El grito visual de Antoni Miró
Enric A. Llobregat
Desde hace años convive conmigo, frente a mi mesa de despacho, en el Museo Provincial de Alicante, un bellísimo tríptico: Nues de dolor (Desnudas de dolor), pintado por Antoni Miró en 1974. Lo he mirado muchas veces, cuando con curiosidad, cuando con análisis, y lo veo sin mirar cada vez que levanto la cabeza. Forma parte de mi espacio vital y, en el fondo, se ha convertido para mí una especie de paradigma de su obra, de resumen de sus aspectos más característicos e identificadores, de guía del laberinto, hilo de Ariadna. ¿Qué me capta más en el tríptico, en su obra? Posiblemente, por lo pronto, algo que halaga el hombre de la ilustración que vive escondido dentro de mí: una belleza formal, una perfección técnica y gráfica. En efecto, dentro de la concepción hiperrealística que patente toda la obra de Miró hacia claramente una ordenación bella, caben modelos de belleza formal que se corresponden con una estética moderna, sacada del cine, los medios de comunicación, del cómic, y junto con ellos y contra ellos en el sentido más etimológico del término, la belleza antigua nos viene dada con la presentación de iconos bien conocidas, que también, en cierta forma, son parte de una cultura de consumo: el esclavo de Michelangelo, la Gioconda, la «rendición de Breda»... y en todas las ocasiones la pericia gráfica pone en valor esa belleza innegable que el contemplador habitual no ve, enviscado en el reconocimiento del icono, sea Marylin, sea un mármol antiguo. No voy a entrar en la ironía que hay detrás de este juego con el espectador, quiero voluntariamente permanecer en el campo estético y no adentrarme en las intenciones que han sido a menudo bien analizadas y expresadas. Ese recurso a la imagen conocida con sutiles distorsionamientos o con cambios de gordo calibre da pie a una pluralidad de visiones y de interpretaciones como ocurre en las criticas de obras literarias famosas en las que se llega a pensar que el crítico ha ido mucho más allá de lo que el autor tenía en mente al momento de componer la foto. Porque muy a menudo esa polisemia que se puede deducir de muchas de las pinturas es una trampa, otra manera de agarrar al espectador y llevarlo al seno de la obra, rodeándolo dentro de los hilos de la telaraña llena de sentidos, de dura crítica que es patente a primera vista y que hace también como de corteza de un fruto que guarda en su interior mucha más aroma, mucho más sabor, si funciona el hilo de Ariadna, si se rompe los cables viscosos.
Quisiera dejar claramente expresado como el color extranatural de las figuras de los cuadros añade a la belleza ese elemento distorsionador, irreal, que empuja más allá el mensaje gráfico al tiempo que trivializa la tensión erótica del diálogo sin establecido entre contemplador y objeto contemplado.
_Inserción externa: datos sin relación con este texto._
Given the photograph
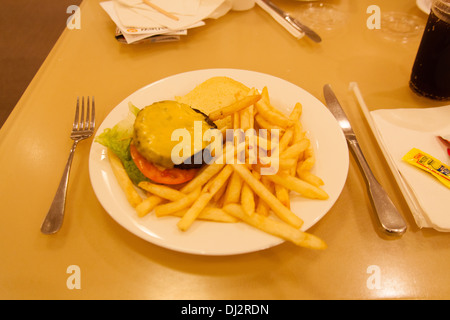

La anécdota que se busca habitualmente en frente de una pintura tan altamente figurativa se ve reforzada por esa irrealidad cromática en la que los esmaltes vuelvan a tener una significación simbólica como la tenían para los tratadistas del Renacimiento y del Barroco cuando hablaban de los colores heráldicos. El gris verdoso de sus marinas se convierte en un color hablando, ya lo largo de la obra veremos la recurrencia de cromatismos simbólicos, que mantienen una misma función.
Siempre acabaremos, pero, volviendo al lelt-motiv: la belleza como fuente de fruición, la perfección formal como dominante de toda la obra. Y dentro del marco que entre ambas componen ensancha la serie de características que han ido siendo expuestas: hiperrealismo, cromatismo extranatural, polisemia, carga erótica y crítica, recurrencia de unas imágenes del arte pasado, familiares al contemplador.
Cuando a una de las hojas del tríptico un dólar alegremente pintado, con colores más vivos que todo lo demás, como un ave exótica en un paisaje nublado, cae a los pies de los dos cuerpos enlazados y heridos, incluso con señales de tortura o de sadismo, ambos en puro acero sobre un cielo fruncido como un papel lanzado a la basura, algo inefable baila por los nervios y los sentidos del contemplador. Haced la prueba.